Edgren Robert, Baretta Dario, Inauen Jennifer
Department of Health Psychology and Behavioral Medicine, University of Bern, Bern, Switzerland.
Appl Psychol Health Well Being. 2025 Feb 25;17(1):e12612. doi: 10.1111/aphw.12612. Epub 2024 Oct 25.
Habits are cue-behavior associations learned through repetition that are assumed to be relatively stable. Thereby, unhealthy habits can pose a health risk due to facilitating relapse. In the absence of research on habit decay in daily life, we aimed to investigate how habit decreases over time when trying to degrade a habit and whether this differs by four health-risk behaviors (sedentary behavior, unhealthy snacking, alcohol consumption, and smoking). This 91-day intensive longitudinal study included four parallel non-randomized groups (one per behavior; N = 194). Habit strength was measured daily with the Self-Report Behavioral Automaticity Index (11,805 observations) and modelled over time with constant, linear, quadratic, cubic, asymptotic, and logistic models. Person-specific modelling revealed asymptotic and logistic models as the most common best-fitting models (54% of the sample). The time for habit decay to stabilize ranged from 1 to 65 days. Multilevel modelling indicated substantial between-person heterogeneity and suggested initial habit strength but not the decay process to vary by behavioral group. Findings suggest that habit decay when trying to degrade a habit typically follows a decelerating negative trend but that it is a highly idiosyncratic process. Recommendations include emphasizing the role of person-specific modelling and data visualization in habit research.
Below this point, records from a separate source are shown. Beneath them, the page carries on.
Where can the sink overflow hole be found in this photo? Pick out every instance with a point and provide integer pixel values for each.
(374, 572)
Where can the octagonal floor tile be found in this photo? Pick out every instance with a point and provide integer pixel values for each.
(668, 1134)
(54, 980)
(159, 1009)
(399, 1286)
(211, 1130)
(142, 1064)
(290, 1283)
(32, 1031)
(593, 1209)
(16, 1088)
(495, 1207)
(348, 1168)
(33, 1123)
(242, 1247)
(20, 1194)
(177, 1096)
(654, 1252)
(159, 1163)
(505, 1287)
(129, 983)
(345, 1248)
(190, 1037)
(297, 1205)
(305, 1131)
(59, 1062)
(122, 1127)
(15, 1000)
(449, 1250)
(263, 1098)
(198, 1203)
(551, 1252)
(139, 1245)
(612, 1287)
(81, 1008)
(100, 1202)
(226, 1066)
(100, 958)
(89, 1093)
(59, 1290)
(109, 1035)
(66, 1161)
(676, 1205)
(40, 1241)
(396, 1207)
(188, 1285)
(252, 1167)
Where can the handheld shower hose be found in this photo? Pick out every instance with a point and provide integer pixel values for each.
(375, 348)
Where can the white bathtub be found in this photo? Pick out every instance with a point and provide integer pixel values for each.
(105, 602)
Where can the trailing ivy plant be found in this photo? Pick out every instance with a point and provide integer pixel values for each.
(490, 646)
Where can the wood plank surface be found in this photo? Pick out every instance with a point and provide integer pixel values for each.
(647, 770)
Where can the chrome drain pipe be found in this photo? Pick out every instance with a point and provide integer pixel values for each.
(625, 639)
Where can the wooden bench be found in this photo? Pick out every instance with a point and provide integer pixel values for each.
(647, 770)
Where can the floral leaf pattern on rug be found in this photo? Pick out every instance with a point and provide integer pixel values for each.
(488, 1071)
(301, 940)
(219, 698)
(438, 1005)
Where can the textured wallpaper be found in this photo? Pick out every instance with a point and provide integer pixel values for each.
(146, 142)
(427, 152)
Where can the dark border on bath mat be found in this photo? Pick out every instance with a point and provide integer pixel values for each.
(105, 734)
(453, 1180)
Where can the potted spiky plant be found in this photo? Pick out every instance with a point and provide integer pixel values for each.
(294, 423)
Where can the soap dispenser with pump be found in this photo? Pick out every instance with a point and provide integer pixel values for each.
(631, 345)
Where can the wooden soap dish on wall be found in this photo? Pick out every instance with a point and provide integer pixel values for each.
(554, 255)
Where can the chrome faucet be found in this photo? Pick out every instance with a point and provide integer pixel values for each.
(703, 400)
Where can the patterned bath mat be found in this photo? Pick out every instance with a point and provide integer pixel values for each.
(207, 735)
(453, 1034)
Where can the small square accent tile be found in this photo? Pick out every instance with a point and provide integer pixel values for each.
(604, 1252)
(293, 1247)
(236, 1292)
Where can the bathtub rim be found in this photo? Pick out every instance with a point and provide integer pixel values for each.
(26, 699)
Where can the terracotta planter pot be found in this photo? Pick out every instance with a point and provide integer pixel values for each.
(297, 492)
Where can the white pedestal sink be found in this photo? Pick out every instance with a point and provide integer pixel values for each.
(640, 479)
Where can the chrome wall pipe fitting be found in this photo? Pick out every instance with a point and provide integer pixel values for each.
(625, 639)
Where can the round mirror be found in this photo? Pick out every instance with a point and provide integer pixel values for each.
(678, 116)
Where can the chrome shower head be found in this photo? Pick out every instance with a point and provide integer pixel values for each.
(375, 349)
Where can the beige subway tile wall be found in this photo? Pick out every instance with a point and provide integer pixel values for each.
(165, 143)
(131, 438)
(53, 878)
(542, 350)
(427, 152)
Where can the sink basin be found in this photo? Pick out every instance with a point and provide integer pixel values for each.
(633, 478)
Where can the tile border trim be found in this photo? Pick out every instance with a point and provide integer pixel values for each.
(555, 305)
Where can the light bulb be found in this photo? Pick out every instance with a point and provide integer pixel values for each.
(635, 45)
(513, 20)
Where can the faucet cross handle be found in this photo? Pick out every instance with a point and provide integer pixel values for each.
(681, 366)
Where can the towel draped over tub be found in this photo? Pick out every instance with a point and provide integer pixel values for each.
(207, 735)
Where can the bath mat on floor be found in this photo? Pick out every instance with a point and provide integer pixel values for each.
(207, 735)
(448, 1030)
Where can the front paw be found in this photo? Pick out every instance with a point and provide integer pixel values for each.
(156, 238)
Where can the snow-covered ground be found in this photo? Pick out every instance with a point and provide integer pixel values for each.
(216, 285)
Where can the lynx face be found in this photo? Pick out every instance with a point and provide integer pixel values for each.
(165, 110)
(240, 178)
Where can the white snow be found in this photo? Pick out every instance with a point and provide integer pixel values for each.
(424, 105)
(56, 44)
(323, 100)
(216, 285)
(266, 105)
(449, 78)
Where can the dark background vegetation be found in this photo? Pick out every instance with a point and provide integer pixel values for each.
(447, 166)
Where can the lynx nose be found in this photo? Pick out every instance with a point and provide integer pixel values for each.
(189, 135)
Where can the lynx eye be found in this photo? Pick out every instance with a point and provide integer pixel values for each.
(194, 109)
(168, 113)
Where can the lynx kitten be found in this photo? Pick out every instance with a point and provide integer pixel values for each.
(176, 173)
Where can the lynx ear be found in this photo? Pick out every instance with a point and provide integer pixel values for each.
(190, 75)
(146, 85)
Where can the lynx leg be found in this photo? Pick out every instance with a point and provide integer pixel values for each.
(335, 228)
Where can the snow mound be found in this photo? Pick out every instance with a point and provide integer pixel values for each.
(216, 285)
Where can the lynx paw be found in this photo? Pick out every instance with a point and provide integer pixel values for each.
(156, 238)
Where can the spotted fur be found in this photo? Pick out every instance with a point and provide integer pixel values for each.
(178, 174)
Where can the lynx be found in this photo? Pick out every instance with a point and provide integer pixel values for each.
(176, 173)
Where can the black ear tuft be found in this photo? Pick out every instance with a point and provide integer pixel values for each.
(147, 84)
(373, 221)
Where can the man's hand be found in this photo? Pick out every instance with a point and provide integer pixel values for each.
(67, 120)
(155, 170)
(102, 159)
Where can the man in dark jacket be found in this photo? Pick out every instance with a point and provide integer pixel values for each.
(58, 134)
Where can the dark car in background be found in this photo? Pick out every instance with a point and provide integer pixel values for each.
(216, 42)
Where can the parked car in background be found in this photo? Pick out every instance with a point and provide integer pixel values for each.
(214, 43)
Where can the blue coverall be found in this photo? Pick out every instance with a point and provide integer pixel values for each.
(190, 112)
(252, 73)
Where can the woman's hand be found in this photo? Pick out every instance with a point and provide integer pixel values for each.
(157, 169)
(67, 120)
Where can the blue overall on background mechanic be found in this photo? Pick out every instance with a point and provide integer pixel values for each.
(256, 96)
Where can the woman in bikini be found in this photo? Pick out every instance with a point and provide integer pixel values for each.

习惯是通过重复学习形成的线索 - 行为关联,被认为相对稳定。因此,不健康的习惯由于容易导致复发而会带来健康风险。鉴于缺乏关于日常生活中习惯消退的研究,我们旨在探究在试图戒除一种习惯时,习惯强度如何随时间下降,以及这在四种健康风险行为(久坐行为、不健康零食摄入、饮酒和吸烟)上是否存在差异。这项为期91天的密集纵向研究包括四个平行的非随机组(每种行为一组;N = 194)。每天使用自我报告行为自动化指数测量习惯强度(共11,805次观察),并使用常数、线性、二次、三次、渐近和逻辑模型对随时间变化的情况进行建模。针对个体的建模显示,渐近模型和逻辑模型是最常见的最佳拟合模型(占样本的54%)。习惯消退趋于稳定的时间范围为1至65天。多层次建模表明个体间存在显著差异,并显示初始习惯强度因行为组而异,但习惯消退过程并无差异。研究结果表明,在试图戒除一种习惯时,习惯消退通常遵循负向减速趋势,但这是一个高度因人而异的过程。建议包括强调个体建模和数据可视化在习惯研究中的作用。